De nouveaux produits pour financer le fonds de roulement

Ceci étant, la stratégie adoptée depuis le début de l’année par la CCG n’a pas tardé à donner ses fruits. Les nouveaux-nés de la caisse, baptisés respectivement Damane Exploitation et Damane Express, surperforment leurs prévisions de départ. Le premier a été mis en place début 2012, et est destiné à faciliter aux PME l’accès aux crédits de fonctionnement. A travers ce produit, la CCG couvre 60% des crédits d’exploitation accordés par les banques aux PME cibles. A fin septembre, ce sont plus de 240 PME qui ont bénéficié de la garantie au titre de ce produit.
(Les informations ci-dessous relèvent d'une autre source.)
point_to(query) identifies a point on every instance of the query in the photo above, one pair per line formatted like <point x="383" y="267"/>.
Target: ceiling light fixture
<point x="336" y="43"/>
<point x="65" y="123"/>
La CCG a permis ainsi l’octroi par les banques de 1,18 milliard de DH, dont 33% pour l’industrie, 31% pour le commerce-distribution et 20% pour les BTP.

Damane Express, mis en place en juin 2012, a bénéficié au cours de ses 3 premiers mois d’activité à 220 TPE pour une enveloppe de crédits de près de 90 MDH et un engagement de la CCG de l’ordre de 63 MDH. L’objectif initial de ce produit était de faciliter l’accès à près de 500 entreprises au cours des douze premiers mois de son lancement. Par nature de crédits, en 1er lieu figurent les crédits d’exploitation suivis des projets de création. Les crédits de développement arrivent en 3e position.

Il est à noter qu’en plus de la garantie qu’elle offre aux établissements bancaires, la caisse peut cofinancer également des projets en faveur des PME en consortium avec d’autres opérateurs. A travers ce procédé, l’établissement a débloqué, à fin septembre 2012, une enveloppe de 1,3 milliard de DH, bénéficiant à quelque 2 524 entreprises.

C’est dire tout le potentiel qui s’offre aux PME qui, pourtant, ne manquent aucune occasion pour souligner leur difficulté à se financer auprès des banques qui, selon les responsables desdites entreprises, ne jurent que par des garanties réelles souvent rédhibitoires à leur encontre, rarement adaptées à leur réalité.

Par ailleurs, et puisque les crédits consentis ne se dénouent pas tous sur une bonne note, la CCG fait état d’un coefficient de sinistralité net de 5,98% traduisant la fréquence des cas où la banque partenaire s’est vue contrainte à mettre en jeu la garantie de la CCG. Des cas agrégés qui totalisent un volume global avoisinant 91 MDH étalés sur les trois dernières années. Ce constat a été de nature à pousser l’établissement à durcir sa politique de risque en se basant sur les dernières approches en matière de gestion et suivi des risques, ainsi qu’en faisant contribuer tous les comités de la caisse.

A titre de rappel, la CCG est un instrument étatique, fort d’une expérience d’environ 60 ans au service de la PME. Il bénéficie de dotations annuelles par nature de crédit, des remboursements des cofinancements, et du produit des intérêts y afférents, en tant que ressources. De quoi servir plusieurs PME, pourvu qu’elles s’essaient à la chose.